3. Facilitate MSEs access to substantial and high quality Business Development Services for their development.

== Services ==
It delivers services such as funding, business development and business performance.

== Registration process ==

- First the Applicant must select the event she/he wants to register for.
- In order to access the registration form, the Applicant may either use her/his account identifiers if she/he is already a member of the NBSSI's or apply directly as a new user.
- Once the registration process is initiated, the Applicant must provide general information about her/him and her/his organization (required information will be marked with an asterisk).
- The Applicant is then provided with information regarding the applicable price.
- The Applicant is then asked to tick the T&Cs’ acceptance box, to choose the desired payment method, to provide her/his invoicing information and to submit her/his payment.
- Once this stage is complete, the registration is confirmed.

== Partners ==
The NBSSI partners with some organizations such as the Ministry of Trade and Industry, USAID, EU, Christian Aid, UNICEF, Ghana Standards Authority, Ministry of Inner-Cities and Zongo Development among others.

The NBSSI partnered with Mastercard Foundation to embark on a project.

The GEA partnered with World Bank Groups to support PESP.

== Achievements ==
The NBSSI has trained about 65,000 youth through innovation hubs and apprenticeship programs.

It has disbursed about GHC45 million as loans.

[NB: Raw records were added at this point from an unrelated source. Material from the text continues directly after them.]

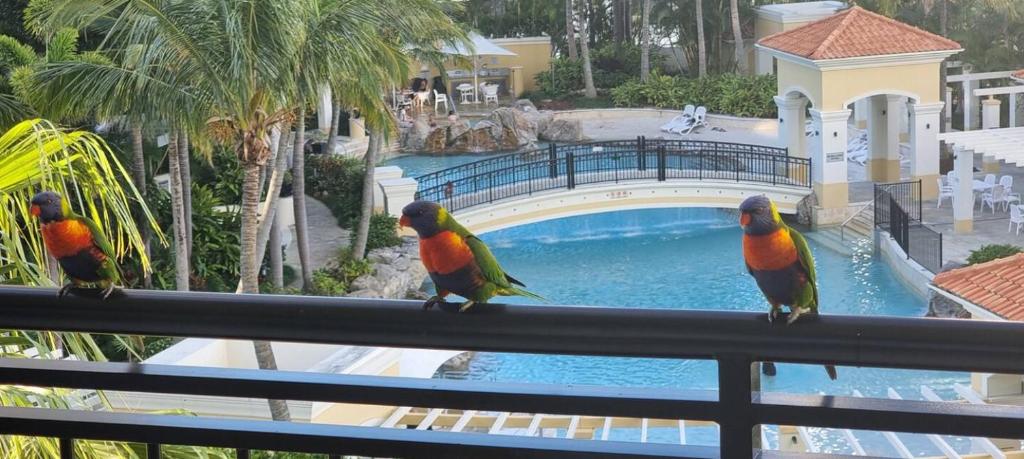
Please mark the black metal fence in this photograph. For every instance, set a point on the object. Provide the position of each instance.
(569, 165)
(898, 210)
(733, 339)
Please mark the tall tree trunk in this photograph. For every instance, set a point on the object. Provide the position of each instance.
(737, 36)
(250, 273)
(138, 179)
(367, 210)
(570, 31)
(943, 17)
(185, 166)
(332, 139)
(177, 215)
(588, 75)
(701, 43)
(299, 200)
(645, 42)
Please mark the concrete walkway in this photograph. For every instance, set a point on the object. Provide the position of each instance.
(326, 238)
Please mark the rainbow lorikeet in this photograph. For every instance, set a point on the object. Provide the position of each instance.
(77, 243)
(779, 260)
(456, 259)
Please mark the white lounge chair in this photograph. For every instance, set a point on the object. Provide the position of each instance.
(698, 120)
(679, 121)
(945, 191)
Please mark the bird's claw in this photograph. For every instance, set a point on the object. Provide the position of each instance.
(794, 315)
(431, 301)
(65, 290)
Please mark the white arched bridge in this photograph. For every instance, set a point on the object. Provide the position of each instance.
(573, 179)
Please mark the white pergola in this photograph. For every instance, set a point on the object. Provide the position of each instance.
(998, 144)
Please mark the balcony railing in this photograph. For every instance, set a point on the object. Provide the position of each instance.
(733, 339)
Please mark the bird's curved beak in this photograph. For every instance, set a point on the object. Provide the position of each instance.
(744, 219)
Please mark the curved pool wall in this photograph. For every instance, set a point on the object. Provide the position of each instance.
(691, 259)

It has provided business acceleration services to 254 SMEs through KAIZEN.

It has also linked businesses to funding and international exports markets.

It has established over 13,000 new businesses.

The NBSSI claimed it plans to formalize the activities of SMEs through digital means. It also claimed it has received some funds to help about 500 businesses to scale-up their startups to digital platforms.

== Support scheme ==
On 19 May 2020, the president Nana Akufo-Addo launched the CAPBuSS which was provided by the Government of Ghana and other organizations to micro, small and medium-scale businesses across Ghana.

The executive director of NBSSI claimed there was an approval for the disbursement of stimulus packages to over 1,000 private schools in the country. In January, they decided to end the disbursement of funds to SMEs.

The NBSSI in partnership with the MasterCard Foundation launched the Nkosuo Program for the support of both formal and informal sectors who were affected by COVID-19 pandemic.

It was disclosed some hoteliers submitted names of their family members to access the COVID-19 stimulus package by the Government.

According to the Executive Secretary, more than 21,800 jobs were created under the government's CAPBuSS mainly owned by the youth.

The executive director of NBSSI said they were focusing on helping female entrepreneurs begin their businesses to be strong due to the impact of the COVID-19 pandemic.

The NBSSI gave start-up kits to young business peoples in the Bono region to help scale their businesses.

The NBSSI disbursed funds under the CAP BuSS to over 300,000 businesses in Ghana.

The NBSSI was directed by President Nana Akufo-Addo to offer financial support to traders who lost their goods to a fire outbreak at the Odawna Market.

The GEA in support with the World Bank launched the Persons With Disabilities (PWD) Enterprise Support Programme PESP in June, 2023.

The GEA is embarking on a programme to support WOMEN and YOUTH IN MSME.

== Conversion ==
It was claimed the Parliament of Ghana approved the Ghana Enterprises Agency Bill under a certificate of urgency. The NBSSI was converted into the Ghana Enterprises Agency to oversee, coordinate, promote and develop Micro, Small and Medium Enterprises (MSMEs).

== Controversies ==
The NBSSI denied it was charging fees from applicants to process the CAPBuSS. It was reported some organizations and individuals were charging fees from applicants before they were allowed to access the funds. It also denied contracting any organization to charge processing fees in a statement.

An organization of private schools claimed the NBSSI refused to give them the full amount agreed in the package. They claimed their members were given a lower amount than they requested.